The Winter Games are a period always awaited by the ice rinks. They see an increase in attendance. “Seeing events on TV makes some people want to put on their skates”, explains Rémi Dedelot, operations manager of the Lille European Metropolis ice rink, in Wasquehal. But this ice rink, Serges Charles, has a special link with the Games. She is born in 1994, two years after the Albertville Games. Three municipalities, Wasquehal, Mouvaux and Marcq-en-Baroeul, had bought together the structure built at the time to accommodate the training of athletes in Savoie.
At that time, there was no longer an ice rink in the Lille metropolis, after the closures of those of Lille and Croix. The chosen ones had therefore seen it as a way of obtaining equipment without spending too much. And the mayor of Marcq-en Baroeul at the time, Serge Charles, had applied.
The structure, and this wooden frame, had therefore been dismantled, transported and then reinstalled. “It was quite an exceptional convoy”, says Rémi Dedelot. “Since then, it has been modernized. This is proof that the Games can have positive effects, while in some countries we see sports arenas abandoned once the Games are over.”

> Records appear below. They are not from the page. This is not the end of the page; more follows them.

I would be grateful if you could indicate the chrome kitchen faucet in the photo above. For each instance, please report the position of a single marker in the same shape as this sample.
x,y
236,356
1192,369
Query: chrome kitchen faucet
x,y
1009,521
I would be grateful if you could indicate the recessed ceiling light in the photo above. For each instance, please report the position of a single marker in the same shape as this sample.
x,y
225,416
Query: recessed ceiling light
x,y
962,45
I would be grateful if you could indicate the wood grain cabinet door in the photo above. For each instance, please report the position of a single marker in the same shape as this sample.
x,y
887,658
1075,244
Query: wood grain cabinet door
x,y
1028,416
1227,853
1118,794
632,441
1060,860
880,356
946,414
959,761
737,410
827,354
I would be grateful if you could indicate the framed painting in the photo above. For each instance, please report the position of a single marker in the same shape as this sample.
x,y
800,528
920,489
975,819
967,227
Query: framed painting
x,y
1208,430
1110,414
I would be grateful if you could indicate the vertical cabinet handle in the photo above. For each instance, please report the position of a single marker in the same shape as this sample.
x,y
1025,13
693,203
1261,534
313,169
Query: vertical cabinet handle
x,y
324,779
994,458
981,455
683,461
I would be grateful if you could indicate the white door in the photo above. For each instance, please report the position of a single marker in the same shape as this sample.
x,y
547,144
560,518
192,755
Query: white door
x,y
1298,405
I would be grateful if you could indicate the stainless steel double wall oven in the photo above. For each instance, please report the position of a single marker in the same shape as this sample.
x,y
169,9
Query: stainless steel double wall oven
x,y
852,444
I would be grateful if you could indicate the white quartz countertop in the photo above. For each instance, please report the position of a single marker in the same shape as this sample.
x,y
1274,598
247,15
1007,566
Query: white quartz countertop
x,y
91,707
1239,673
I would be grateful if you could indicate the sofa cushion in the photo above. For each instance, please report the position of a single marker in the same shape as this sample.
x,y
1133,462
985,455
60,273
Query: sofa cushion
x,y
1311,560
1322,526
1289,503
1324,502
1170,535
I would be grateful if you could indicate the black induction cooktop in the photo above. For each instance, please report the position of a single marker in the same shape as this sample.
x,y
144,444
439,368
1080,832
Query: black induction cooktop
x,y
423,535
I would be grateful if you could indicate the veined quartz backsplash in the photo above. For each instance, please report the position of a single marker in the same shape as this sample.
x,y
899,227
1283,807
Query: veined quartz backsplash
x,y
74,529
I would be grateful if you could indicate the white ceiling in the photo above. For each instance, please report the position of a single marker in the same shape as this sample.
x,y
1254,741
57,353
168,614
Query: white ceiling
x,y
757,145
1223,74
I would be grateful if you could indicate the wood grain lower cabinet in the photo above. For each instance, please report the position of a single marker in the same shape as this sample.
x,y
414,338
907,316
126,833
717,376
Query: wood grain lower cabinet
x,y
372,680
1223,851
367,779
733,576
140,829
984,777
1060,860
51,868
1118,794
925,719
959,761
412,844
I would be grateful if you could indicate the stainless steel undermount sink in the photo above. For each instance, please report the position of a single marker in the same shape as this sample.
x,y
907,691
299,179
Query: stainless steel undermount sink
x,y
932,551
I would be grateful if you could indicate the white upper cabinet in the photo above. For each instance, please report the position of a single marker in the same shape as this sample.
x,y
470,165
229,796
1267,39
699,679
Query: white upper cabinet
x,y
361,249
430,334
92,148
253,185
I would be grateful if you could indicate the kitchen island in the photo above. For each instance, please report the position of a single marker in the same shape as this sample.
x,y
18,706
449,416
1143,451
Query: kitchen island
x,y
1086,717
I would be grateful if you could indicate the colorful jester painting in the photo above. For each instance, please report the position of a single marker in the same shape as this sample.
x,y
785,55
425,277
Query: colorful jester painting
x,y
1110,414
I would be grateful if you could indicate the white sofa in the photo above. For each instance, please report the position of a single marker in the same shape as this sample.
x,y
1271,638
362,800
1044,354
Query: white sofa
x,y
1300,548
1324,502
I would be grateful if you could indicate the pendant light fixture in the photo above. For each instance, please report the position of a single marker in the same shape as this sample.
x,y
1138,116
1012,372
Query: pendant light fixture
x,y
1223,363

The history of this modernization has, however, been chaotic at times. Expensive, its management was taken over by the urban community of Lille, the ancestor of the MEL, which invested nearly 4 million euros.
Today, it is in the top five of the busiest ice rinks in France. Its 56 by 26 meter track welcomes professional clubs such as the Lions of Wasquehal, a historic hockey club that plays in Division 2. It also sees up to 2,000 people skate through it a day.